Scopolamine augments c-fos and zip/268 messenger RNA expression induced by the full D(1) dopamine receptor agonist SKF-82958 in the intact rat striatum.

It is generally accepted that the widely used, partial dopamine D(1) receptor agonist, SKF-38393, does not induce immediate early gene expression in striatal projection neurons unless D(1) receptors are sensitized and uncoupled from D(2) receptors by 6-hydroxydopamine lesions or reserpine treatment. In contrast, this study demonstrates, using quantitative in situ hybridization, that the full D(1) receptor agonist, SKF-82958, induced robust expression of c-fos and zif/268 messenger RNAs in the intact rat striatum, especially in the entire shell and medial and ventral core areas of the nucleus accumbens and olfactory tubercle, and in the cerebral cortex, 45 min after one injection.
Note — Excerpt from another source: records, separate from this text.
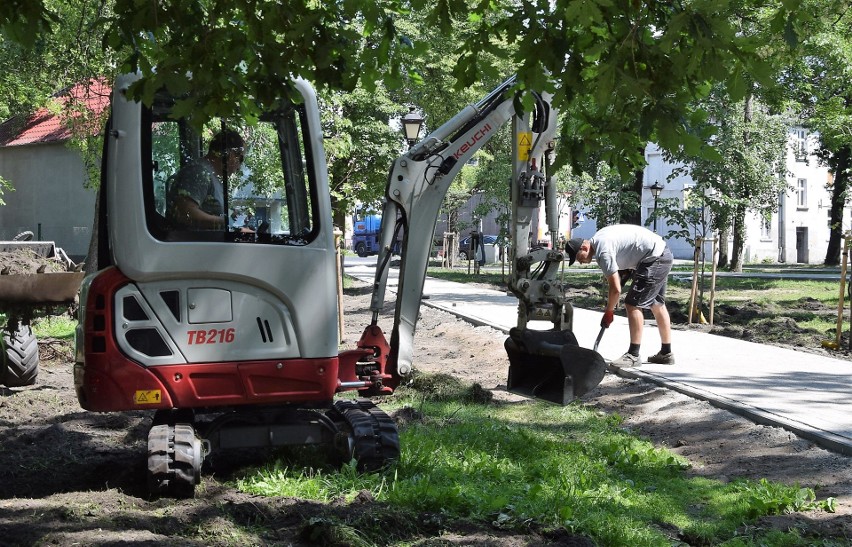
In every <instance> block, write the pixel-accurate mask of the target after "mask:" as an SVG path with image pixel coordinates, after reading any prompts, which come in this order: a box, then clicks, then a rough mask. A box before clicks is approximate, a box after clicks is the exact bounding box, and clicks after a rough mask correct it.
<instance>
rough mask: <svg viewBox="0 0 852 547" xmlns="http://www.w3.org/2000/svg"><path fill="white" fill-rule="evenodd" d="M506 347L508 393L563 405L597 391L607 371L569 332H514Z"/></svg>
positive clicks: (528, 331) (512, 329)
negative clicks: (553, 402) (512, 393)
mask: <svg viewBox="0 0 852 547" xmlns="http://www.w3.org/2000/svg"><path fill="white" fill-rule="evenodd" d="M505 347H506V352H507V353H508V354H509V380H508V382H507V388H508V390H509V391H511V392H512V393H517V394H519V395H524V396H527V397H536V398H539V399H544V400H546V401H551V402H554V403H557V404H560V405H566V404H568V403H570V402H571V401H573V400H574V399H576V398H578V397H582V396H583V395H585V394H586V393H588V392H589V391H591V390H592V389H594V388H595V386H597V385H598V384H599V383H600V381H601V380H602V379H603V377H604V375H605V374H606V370H607V365H606V361H604V358H603V357H601V355H600V354H599V353H598V352H596V351H593V350H590V349H586V348H581V347H580V346H579V345H578V344H577V339H576V337H575V336H574V334H573V333H572V332H570V331H553V330H550V331H535V330H521V329H512V330H511V331H510V332H509V338H507V339H506V342H505Z"/></svg>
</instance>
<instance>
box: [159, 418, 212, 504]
mask: <svg viewBox="0 0 852 547" xmlns="http://www.w3.org/2000/svg"><path fill="white" fill-rule="evenodd" d="M203 461H204V455H203V452H202V449H201V440H200V439H199V438H198V437H197V436H196V435H195V429H194V428H193V426H192V425H191V424H185V423H177V424H159V425H154V426H153V427H151V431H150V432H149V433H148V492H149V493H150V494H151V495H152V496H174V497H180V498H191V497H192V496H193V495H194V494H195V485H196V484H198V483H199V482H200V476H201V464H202V462H203Z"/></svg>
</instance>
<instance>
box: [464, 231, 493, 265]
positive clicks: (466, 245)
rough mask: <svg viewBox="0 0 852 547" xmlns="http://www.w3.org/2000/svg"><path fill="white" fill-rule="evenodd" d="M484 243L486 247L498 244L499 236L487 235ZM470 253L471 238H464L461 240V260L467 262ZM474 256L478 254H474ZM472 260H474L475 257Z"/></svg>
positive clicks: (482, 241)
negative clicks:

The induction of the striatal immediate early genes is characterized by (i) induction in only medium-sized spiny neurons, (ii) dose-dependent induction, which correlates well with dose-dependent increases in motor activity, and (iii) blockade by the D(1) receptor antagonist, SCH-23390. The muscarinic cholinergic receptor antagonist, scopolamine, which itself did not alter striatal gene expression, profoundly augmented the behaviors and expression of the two immediate early genes in the ventral and dorsal striatum induced by 0.1, 0.5 and 2.0 mg/kg SKF-82958. However, scopolamine attenuated basal, and SKF-82958-stimulated, expression of c-fos and zif/268 messenger RNAs in the cortex. Scopolamine also enabled SKF-38393 to induce locomotor stimulation and c-fos and zif/268 messenger RNA expression in the normosensitive striatum of the rat when SKF-38393 alone caused no such changes. These data demonstrate an ability of SKF-82958 to induce immediate early gene messenger RNA expression in normosensitive dorsal and ventral striatum. Furthermore, intrinsic muscarinic receptor-mediated cholinergic transmission in the striatum may provide an activity-dependent inhibitory control on striatal D(1) receptor stimulation.